Poirot observó una vez más cómo todo el mundo, inconscientemente, consideraba a la señora Folliat como a la dueña de Nasse House.
—Le hace sentirse un poco responsable —dijo el señor Tucker—; aunque claro que ella no tuvo nada que ver con este asunto.
—¿Quién fue exactamente el que propuso que Marlene hiciera el papel de víctima?
—preguntó Poirot.
—La señora de Londres, la que escribe libros —se apresuró a decir el señor Tucker.
Poirot dijo suavemente:
—Pero si no era de aquí. Ni siquiera conocía a Marlene.
—Fue la señora Masterton la que reunió a todas las chicas —dijo la señora Tucker—, y me figuro que fue la señora Masterton quien dijo que lo hiciera Marlene. Y a Marlene le encantó la idea.
De nuevo se encontró Poirot con que tropezaba con una pared en blanco. Pero ahora sabía lo que había sentido la señora Oliver cuando le había mandado llamar. Alguien había estado trabajando en la sombra, alguien que había hecho cumplir sus deseos por medio de personas de representación. La señora Oliver, la señora Masterton, eran los figurones.
—He estado preguntándome, señora Tucker —dijo Poirot—, si Marlene conocería a algún..., ¡hum!, a algún loco homicida.
—¡Cómo iba a conocer a una persona así! —dijo la señora Tucker, escandalizada.
—Pero es que, como acaba de observar su marido —dijo Poirot—, es muy difícil identificar a estos locos. Tienen el mismo aspecto que... que podemos tener usted y yo. Puede que a Marlene le haya hablado alguien en la fiesta, o antes. Puede haberse hecho amigo de ella de un modo inocente, haberle hecho regalos, por ejemplo.
—No, no, señor; nada de eso. Marlene no hubiera aceptado regalos de un desconocido. No la he educado tan mal como para poder obrar así.
—Pero puede que no haya visto nada malo en ello —insistió Poirot—. Supongamos que una señora muy amable le ofreciera alguna cosa...
—¿Alguien, quiere usted decir, como la señora Legge, la de Mill Cottage?
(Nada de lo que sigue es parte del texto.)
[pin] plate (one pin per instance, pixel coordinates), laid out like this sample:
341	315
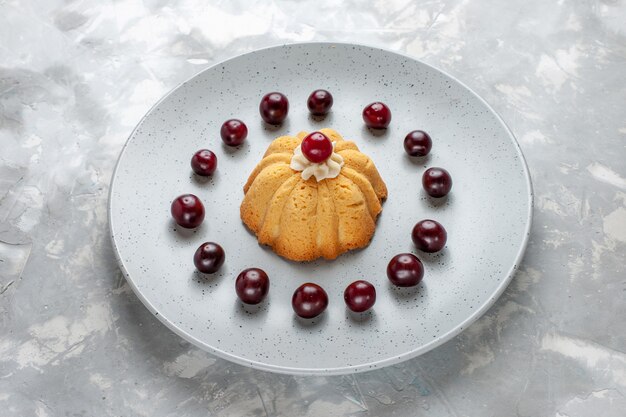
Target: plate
487	214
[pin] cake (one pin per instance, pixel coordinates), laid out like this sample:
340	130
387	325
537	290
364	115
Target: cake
305	210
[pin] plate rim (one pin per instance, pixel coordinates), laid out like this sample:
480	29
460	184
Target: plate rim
342	370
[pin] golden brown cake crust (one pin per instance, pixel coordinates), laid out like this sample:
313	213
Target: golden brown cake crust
303	220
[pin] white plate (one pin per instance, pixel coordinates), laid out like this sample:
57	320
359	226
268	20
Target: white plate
487	214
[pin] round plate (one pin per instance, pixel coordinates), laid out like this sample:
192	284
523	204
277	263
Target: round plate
487	214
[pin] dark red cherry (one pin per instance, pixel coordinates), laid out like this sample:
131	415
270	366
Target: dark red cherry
309	300
316	147
360	296
274	108
204	162
405	270
320	102
252	285
417	143
437	182
188	211
209	257
234	132
429	236
377	115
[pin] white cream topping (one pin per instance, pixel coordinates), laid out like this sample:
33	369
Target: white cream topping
330	168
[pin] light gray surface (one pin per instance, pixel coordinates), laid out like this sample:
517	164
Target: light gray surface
76	77
491	187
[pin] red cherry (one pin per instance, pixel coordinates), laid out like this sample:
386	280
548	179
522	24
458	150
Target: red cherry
188	211
377	115
405	270
209	257
429	236
252	285
204	162
360	296
417	143
233	132
320	102
274	108
309	300
316	147
437	182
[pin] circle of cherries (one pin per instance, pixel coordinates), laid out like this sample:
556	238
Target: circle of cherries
310	300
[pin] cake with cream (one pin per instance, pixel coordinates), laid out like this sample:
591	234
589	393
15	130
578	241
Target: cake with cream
313	195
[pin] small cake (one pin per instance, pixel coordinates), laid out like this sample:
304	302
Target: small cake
309	198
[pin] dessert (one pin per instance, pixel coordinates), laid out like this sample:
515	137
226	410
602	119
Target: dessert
437	182
306	210
417	143
309	300
320	102
252	285
204	162
405	270
274	108
360	296
233	132
209	257
377	115
429	236
188	211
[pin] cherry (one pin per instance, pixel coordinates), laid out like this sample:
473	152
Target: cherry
437	182
233	132
209	257
188	211
252	285
309	300
417	143
405	270
204	162
316	147
320	102
429	236
360	296
377	115
274	108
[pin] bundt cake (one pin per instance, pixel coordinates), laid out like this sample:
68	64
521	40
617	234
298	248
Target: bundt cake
305	210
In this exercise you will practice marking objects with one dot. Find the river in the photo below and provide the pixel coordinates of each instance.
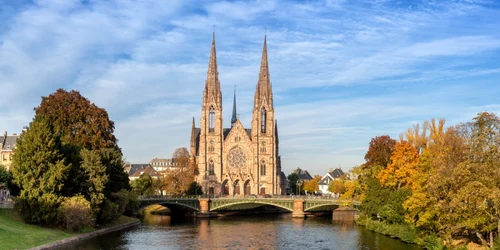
(242, 232)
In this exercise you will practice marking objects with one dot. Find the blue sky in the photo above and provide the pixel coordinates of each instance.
(343, 72)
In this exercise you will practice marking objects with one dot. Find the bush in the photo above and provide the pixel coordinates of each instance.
(39, 210)
(75, 213)
(127, 202)
(432, 242)
(109, 212)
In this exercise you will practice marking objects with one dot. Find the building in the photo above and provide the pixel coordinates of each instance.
(7, 145)
(237, 160)
(325, 181)
(161, 165)
(134, 171)
(303, 174)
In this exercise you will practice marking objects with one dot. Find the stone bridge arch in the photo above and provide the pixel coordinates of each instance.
(177, 204)
(249, 204)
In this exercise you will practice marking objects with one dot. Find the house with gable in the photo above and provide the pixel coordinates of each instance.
(328, 178)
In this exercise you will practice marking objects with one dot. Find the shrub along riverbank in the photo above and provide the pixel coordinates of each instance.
(405, 232)
(15, 234)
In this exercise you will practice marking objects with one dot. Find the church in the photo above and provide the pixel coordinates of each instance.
(237, 160)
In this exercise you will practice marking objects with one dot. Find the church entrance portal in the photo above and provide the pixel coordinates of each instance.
(247, 187)
(225, 188)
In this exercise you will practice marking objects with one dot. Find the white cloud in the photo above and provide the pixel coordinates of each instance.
(342, 72)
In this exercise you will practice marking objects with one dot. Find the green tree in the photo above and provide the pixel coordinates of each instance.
(81, 124)
(96, 177)
(5, 176)
(38, 166)
(39, 170)
(143, 185)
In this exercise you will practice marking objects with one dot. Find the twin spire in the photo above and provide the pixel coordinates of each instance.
(263, 92)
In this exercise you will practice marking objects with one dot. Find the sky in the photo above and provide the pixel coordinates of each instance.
(342, 71)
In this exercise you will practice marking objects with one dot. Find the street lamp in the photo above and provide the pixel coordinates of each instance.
(299, 182)
(206, 182)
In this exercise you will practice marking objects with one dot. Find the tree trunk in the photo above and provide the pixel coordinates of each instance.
(491, 239)
(481, 238)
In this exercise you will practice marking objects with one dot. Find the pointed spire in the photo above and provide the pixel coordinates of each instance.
(264, 89)
(234, 118)
(212, 84)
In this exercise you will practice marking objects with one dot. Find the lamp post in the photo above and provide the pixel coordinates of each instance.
(299, 182)
(206, 182)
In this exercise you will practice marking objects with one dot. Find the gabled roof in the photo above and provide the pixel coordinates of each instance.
(145, 169)
(335, 174)
(162, 162)
(303, 174)
(130, 169)
(9, 143)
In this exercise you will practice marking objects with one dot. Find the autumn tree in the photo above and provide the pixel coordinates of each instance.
(143, 185)
(379, 154)
(478, 201)
(71, 147)
(179, 180)
(403, 165)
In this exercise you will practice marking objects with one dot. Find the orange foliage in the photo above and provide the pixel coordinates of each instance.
(403, 165)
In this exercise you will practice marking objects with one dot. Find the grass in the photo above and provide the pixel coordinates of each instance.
(15, 234)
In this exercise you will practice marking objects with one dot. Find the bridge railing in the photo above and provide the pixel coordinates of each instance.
(286, 197)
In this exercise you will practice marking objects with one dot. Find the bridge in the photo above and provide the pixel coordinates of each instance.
(208, 207)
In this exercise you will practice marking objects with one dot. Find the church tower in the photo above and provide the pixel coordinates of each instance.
(263, 130)
(236, 160)
(211, 122)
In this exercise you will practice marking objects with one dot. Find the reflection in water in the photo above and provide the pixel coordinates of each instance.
(243, 232)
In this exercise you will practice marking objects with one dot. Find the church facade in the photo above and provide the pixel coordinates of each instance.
(237, 160)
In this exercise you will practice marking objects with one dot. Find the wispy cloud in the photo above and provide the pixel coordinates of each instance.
(342, 71)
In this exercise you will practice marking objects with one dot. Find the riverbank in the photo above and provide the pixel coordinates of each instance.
(405, 232)
(15, 234)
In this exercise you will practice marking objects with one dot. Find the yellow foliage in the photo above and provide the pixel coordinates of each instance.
(403, 165)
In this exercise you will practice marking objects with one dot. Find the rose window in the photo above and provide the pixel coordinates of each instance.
(236, 158)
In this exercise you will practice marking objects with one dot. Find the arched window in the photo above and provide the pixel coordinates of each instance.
(211, 120)
(263, 121)
(211, 168)
(262, 167)
(263, 147)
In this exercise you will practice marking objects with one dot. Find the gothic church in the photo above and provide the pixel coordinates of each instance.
(235, 160)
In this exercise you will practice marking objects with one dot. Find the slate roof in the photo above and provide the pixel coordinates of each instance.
(162, 162)
(10, 142)
(130, 169)
(335, 174)
(303, 174)
(145, 169)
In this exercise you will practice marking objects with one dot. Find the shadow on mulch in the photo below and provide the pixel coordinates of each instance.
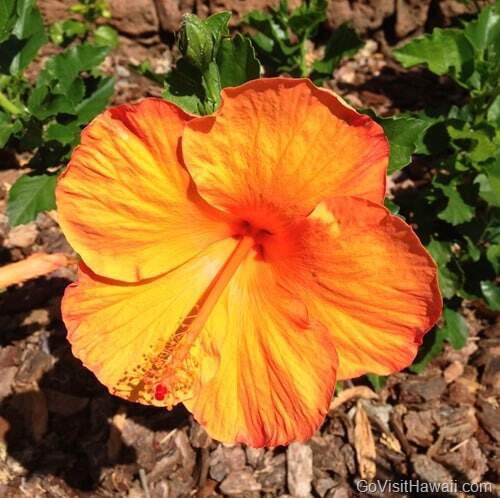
(412, 90)
(61, 424)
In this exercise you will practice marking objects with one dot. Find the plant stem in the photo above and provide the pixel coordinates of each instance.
(9, 106)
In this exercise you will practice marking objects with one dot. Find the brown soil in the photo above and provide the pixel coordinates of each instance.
(63, 435)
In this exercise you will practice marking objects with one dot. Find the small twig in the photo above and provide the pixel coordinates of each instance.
(144, 483)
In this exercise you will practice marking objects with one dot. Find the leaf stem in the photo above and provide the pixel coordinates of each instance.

—Sí —dijo Poirot—; alguien así.
—Una vez le dio una barra de labios, sí, señor —dijo la señora Tucker—. ¡Me enfadé muchísimo! No consentiré que te pongas esa basura en la cara, Marlene, le dije. Piensa en lo que diría tu padre. Bueno, pues me dijo, toda descarada «me lo dio la señora de la casa de Lawder. Me dijo que me Sentaría muy bien». Bueno, le dije yo, no tienes que escuchar lo que digan las señoras de Londres. Eso está bien para ellas, pintarse la cara, ponerse negro en los ojos y en las pestañas y todo eso. Pero tú eres una chica decente, dije, y llevarás la cara lavada con agua y jabón hasta que seas mucho mayor de lo que eres.
—Pero me figuro que ella no estaría de acuerdo con usted —dijo Poirot sonriendo.
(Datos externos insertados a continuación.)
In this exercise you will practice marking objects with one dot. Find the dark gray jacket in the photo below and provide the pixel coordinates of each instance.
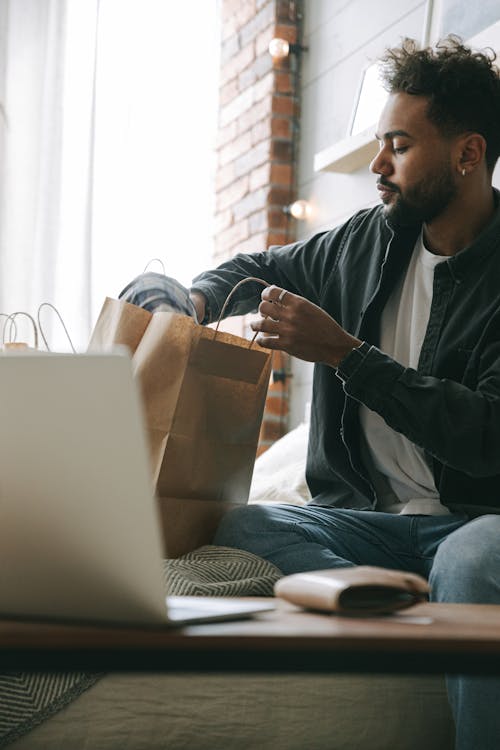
(450, 405)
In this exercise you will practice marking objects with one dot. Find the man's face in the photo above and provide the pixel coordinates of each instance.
(416, 180)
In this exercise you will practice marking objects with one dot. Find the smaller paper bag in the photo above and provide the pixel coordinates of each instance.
(203, 395)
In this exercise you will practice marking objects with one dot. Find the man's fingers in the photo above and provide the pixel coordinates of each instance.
(265, 325)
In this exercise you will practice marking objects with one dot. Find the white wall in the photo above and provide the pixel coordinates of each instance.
(343, 37)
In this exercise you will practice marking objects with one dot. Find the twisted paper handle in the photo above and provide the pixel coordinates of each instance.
(243, 281)
(12, 343)
(48, 304)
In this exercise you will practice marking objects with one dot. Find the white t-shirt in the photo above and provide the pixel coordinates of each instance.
(400, 474)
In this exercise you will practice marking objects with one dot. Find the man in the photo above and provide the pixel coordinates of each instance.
(399, 308)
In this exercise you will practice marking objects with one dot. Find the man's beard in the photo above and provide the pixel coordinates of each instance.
(423, 202)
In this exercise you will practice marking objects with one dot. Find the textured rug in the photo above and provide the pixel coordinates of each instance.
(27, 699)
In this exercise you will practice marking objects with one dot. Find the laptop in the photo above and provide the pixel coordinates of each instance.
(79, 532)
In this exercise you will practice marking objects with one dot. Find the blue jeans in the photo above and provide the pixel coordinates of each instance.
(461, 559)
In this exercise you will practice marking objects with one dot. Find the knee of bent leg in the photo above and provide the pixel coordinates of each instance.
(239, 525)
(466, 567)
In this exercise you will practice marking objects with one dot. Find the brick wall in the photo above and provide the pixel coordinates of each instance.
(256, 152)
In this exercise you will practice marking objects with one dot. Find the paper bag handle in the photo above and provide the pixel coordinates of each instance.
(12, 320)
(243, 281)
(49, 304)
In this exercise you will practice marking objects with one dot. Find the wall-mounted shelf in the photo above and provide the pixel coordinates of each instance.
(347, 155)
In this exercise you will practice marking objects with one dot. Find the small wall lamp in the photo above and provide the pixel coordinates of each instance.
(280, 48)
(300, 209)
—Cuando yo digo una cosa, se hace —dijo la señora Tucker.
La gorda Marilyn saltó de pronto una risita divertida. Poirot le dirigió una mirada rápida.
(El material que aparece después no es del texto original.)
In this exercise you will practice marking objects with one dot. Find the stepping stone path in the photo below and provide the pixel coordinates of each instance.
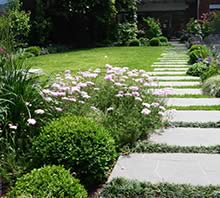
(196, 169)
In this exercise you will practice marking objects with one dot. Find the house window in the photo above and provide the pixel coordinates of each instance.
(214, 6)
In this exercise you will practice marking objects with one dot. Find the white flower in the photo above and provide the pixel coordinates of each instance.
(162, 108)
(110, 109)
(155, 104)
(146, 111)
(31, 121)
(138, 98)
(147, 105)
(12, 126)
(39, 111)
(58, 109)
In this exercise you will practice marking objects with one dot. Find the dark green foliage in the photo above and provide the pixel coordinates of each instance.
(143, 41)
(149, 147)
(121, 188)
(80, 145)
(35, 50)
(49, 181)
(198, 54)
(212, 86)
(125, 32)
(155, 42)
(195, 124)
(163, 39)
(197, 69)
(152, 28)
(134, 42)
(213, 70)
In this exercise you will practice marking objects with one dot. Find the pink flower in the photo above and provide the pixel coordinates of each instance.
(146, 111)
(109, 77)
(31, 121)
(39, 111)
(12, 127)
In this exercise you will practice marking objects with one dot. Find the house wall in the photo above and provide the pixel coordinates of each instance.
(204, 6)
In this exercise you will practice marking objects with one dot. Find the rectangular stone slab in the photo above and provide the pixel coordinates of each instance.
(176, 84)
(173, 78)
(188, 137)
(170, 69)
(193, 116)
(186, 102)
(172, 91)
(194, 169)
(166, 73)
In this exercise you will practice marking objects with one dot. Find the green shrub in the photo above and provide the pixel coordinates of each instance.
(198, 54)
(125, 32)
(143, 41)
(212, 86)
(121, 188)
(134, 42)
(155, 42)
(35, 50)
(19, 22)
(197, 69)
(213, 70)
(152, 28)
(80, 145)
(49, 181)
(163, 39)
(198, 47)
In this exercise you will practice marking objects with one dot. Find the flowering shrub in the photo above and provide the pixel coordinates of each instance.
(119, 98)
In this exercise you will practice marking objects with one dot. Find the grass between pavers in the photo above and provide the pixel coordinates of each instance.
(151, 147)
(194, 124)
(190, 96)
(123, 188)
(206, 108)
(132, 57)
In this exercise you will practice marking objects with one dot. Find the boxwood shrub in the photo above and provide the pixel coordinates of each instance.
(197, 69)
(212, 86)
(121, 188)
(155, 42)
(49, 181)
(79, 144)
(134, 42)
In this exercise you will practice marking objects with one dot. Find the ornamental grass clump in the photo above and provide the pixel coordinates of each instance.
(118, 98)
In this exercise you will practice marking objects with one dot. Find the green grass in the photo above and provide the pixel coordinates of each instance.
(207, 108)
(132, 57)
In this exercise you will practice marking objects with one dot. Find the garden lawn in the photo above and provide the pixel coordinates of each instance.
(132, 57)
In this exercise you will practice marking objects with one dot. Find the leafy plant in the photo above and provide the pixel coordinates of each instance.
(197, 69)
(35, 50)
(49, 181)
(163, 39)
(125, 32)
(121, 188)
(152, 28)
(155, 42)
(78, 143)
(212, 86)
(134, 42)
—¿Le dio la señora Legge alguna otra cosa? —preguntó.
—Creo que le dio un pañuelo o algo así, uno que ya no usaba ella. Muy llamativo, pero no de buena calidad. Yo sé cuando una cosa es de calidad —dijo la señora Tucker moviendo la cabeza—. De chica trabajé en Nasse House. Aquéllas eran sedas, las que llevaban las señoras en aquellos tiempos. Nada de colorines y nylon y seda artificial; seda pura. ¡Qué digo, si algunos de aquellos vestidos de tafetán se tenían solos!
—A las chicas les gusta arreglarse un poco —dijo el señor Tucker indulgente—. A mí no me molestan los colores vivos, pero no consiento esa porquería de pintura en la boca.